The size of the output is ~1.5 Go. I want to extract the predicted values on the response scale to compute the linear trends for each fixed effects. However, I don’t understand why extracting the draws takes so much time.

For instance I ran this to have the predicted values of the model, but it’s been running for +20 minutes and it is only 30 draws:

draws <- posterior_linpred(base_model,
                            re_formula = NA,
                            transform = FALSE,
                            ndraws = 30,
                            seed = 123)

Am I doing something wrong? Is it because of the overdispersion term? I didn’t have this problem before with an earlier version of brms so I don’t understand what might be going on. Is there a way to extract the predicted values in a faster way so I can easily manipulate them myself?

This is my computer setup :
R version 4.0.4 (2021-02-15)
Platform: x86_64-w64-mingw32/x64 (64-bit)
Running under: Windows 10 x64 (build 19042)
brms_2.16.1, Rcpp_1.0.7

Thank you very much for your help!

Maxime

1 Like

This might be related to some recent changes in brms that now delegates more stuff to the posterior package.
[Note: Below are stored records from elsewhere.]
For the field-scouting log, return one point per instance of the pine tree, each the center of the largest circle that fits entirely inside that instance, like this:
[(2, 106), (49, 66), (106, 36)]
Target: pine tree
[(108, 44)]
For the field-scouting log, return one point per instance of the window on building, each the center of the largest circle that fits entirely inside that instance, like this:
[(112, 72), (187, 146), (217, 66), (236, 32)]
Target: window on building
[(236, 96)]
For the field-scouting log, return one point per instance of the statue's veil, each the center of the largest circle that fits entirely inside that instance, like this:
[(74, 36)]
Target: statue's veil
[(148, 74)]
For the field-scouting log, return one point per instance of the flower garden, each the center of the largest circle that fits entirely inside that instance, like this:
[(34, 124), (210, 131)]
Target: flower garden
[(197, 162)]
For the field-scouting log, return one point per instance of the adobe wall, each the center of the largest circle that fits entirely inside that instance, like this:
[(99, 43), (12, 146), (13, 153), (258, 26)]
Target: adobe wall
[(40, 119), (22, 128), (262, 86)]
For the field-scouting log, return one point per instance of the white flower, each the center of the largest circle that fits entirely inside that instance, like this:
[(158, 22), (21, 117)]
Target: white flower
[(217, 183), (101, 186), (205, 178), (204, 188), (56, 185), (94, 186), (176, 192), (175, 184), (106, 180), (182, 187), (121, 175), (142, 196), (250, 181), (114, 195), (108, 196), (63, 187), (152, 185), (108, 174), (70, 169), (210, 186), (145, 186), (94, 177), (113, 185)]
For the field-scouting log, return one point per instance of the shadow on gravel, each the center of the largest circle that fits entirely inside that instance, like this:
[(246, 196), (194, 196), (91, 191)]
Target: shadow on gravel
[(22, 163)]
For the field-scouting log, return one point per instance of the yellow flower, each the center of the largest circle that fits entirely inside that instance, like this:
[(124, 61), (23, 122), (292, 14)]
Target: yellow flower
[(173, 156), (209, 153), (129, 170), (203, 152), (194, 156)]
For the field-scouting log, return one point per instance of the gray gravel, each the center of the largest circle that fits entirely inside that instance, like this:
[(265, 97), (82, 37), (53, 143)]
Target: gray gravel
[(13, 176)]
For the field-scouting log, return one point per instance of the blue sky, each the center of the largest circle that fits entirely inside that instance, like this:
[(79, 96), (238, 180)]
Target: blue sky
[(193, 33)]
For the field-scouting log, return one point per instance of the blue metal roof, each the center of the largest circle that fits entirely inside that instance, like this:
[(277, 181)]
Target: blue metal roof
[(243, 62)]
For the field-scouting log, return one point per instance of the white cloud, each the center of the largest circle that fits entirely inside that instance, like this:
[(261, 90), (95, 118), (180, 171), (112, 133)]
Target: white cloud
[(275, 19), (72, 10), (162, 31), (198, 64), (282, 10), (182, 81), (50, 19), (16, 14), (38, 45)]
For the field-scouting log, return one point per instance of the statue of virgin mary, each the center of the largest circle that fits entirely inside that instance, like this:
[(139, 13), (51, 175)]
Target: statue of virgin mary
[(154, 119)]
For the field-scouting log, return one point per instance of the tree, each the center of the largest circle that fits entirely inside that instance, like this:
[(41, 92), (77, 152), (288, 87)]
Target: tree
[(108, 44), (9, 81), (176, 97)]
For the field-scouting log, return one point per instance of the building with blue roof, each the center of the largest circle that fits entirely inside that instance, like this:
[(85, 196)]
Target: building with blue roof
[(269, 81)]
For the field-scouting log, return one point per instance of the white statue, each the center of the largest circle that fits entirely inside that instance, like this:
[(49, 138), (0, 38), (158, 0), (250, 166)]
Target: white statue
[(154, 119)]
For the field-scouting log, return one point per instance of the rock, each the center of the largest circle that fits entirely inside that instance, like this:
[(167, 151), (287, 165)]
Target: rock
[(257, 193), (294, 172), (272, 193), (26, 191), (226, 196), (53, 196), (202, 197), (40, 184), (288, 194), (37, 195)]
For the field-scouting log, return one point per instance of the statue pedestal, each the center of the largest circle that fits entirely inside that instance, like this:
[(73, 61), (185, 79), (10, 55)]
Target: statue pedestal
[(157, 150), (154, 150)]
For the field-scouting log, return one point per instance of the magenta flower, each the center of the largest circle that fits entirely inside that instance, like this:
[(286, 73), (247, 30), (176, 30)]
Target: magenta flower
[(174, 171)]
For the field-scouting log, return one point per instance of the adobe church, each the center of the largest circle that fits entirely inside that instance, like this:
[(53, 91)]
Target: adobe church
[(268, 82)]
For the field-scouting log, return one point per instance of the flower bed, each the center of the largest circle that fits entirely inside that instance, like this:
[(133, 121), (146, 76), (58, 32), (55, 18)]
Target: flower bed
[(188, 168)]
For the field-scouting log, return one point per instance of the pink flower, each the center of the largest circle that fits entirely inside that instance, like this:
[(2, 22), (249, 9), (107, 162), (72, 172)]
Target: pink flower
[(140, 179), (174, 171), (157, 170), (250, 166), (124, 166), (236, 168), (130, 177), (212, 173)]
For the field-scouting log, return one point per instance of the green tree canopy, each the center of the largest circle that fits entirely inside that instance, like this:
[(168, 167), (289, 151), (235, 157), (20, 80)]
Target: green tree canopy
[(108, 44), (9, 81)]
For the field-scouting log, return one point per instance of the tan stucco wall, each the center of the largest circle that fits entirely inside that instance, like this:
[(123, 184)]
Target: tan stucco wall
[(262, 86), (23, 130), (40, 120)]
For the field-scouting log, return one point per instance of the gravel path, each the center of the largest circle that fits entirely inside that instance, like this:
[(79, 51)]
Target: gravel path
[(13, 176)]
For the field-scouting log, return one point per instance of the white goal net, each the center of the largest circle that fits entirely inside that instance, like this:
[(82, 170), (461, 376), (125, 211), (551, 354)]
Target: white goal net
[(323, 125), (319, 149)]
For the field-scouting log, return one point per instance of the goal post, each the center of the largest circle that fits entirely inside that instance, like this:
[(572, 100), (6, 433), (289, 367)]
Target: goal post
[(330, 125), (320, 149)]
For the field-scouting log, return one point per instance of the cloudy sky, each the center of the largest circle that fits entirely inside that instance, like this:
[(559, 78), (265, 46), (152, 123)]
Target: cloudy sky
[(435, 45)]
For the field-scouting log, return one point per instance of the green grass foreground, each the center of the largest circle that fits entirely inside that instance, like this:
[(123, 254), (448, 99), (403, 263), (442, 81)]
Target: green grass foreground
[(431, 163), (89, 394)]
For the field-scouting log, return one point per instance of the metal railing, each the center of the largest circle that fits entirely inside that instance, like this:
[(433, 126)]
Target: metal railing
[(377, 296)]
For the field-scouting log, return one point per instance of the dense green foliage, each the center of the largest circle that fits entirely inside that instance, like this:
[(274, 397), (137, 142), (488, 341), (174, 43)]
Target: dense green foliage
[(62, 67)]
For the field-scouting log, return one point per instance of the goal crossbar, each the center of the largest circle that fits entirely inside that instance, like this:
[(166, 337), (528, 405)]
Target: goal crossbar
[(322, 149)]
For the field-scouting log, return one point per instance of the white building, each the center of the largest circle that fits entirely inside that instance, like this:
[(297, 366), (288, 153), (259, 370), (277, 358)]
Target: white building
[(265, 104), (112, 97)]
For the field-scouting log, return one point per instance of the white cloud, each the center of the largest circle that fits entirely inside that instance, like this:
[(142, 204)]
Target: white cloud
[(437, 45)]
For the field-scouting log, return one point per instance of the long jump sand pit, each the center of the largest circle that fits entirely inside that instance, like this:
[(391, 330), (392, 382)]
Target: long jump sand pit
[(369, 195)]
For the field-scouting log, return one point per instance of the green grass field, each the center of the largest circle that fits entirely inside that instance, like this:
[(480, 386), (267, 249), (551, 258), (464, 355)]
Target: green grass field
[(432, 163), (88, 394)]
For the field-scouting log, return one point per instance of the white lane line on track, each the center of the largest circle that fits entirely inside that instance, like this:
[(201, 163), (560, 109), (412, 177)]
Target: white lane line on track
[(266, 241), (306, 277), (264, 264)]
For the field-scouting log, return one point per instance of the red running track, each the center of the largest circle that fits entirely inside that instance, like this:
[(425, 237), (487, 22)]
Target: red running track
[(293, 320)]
Tagging @paul.buerkner who previously suggested that maybe the relevant code in posterior is slower than we thought.

You can always use the $fit member to access the underlying Stan fit and do whatever summaries you need directly.

Could you please confirm that reverting to an older version of brms improves the performance?

2 Likes

(This post became obsolete after the post before was deleted)

Sorry, Paul!

(Posted something before about a possible bug before realising I had a typo in my code!)

I have been having the same issue after updating brms yesterday.

After reading this thread, I ran posterior_epred on the same model using three different package versions:

  • 2.16.3 : 13 minutes 37 seconds
  • 2.15.0 : 11 minutes 57 seconds
  • 2.14.0 : 11 minutes 49 seconds

Model has an n of about 9000, and I’m predicting over a pretty hefty post-stratification frame.

Code:

pp <- posterior_epred(test.mod,
                       newdata=ps,
                       allow_new_levels=TRUE,
                       cores=6,
                       ndraws = 20,
                       seed=12345)

Scale that up and the differences start getting quick fast quite quickly, I guess?

Thank you @patrick-eng for providing a reproducible example I did not have the time in the last days! And thank you @martinmodrak for the suggestion of using $fit, I did not know that we could do that.

Maxime

Yeah, I assume this is because the extraction via posterior is not the quickest yet apparently. Do things get quicker if you install the latest dev version of posterior from github (stan-dev/posterior)?

2 Likes

That does appear to help Paul, yes! :-)

2 Likes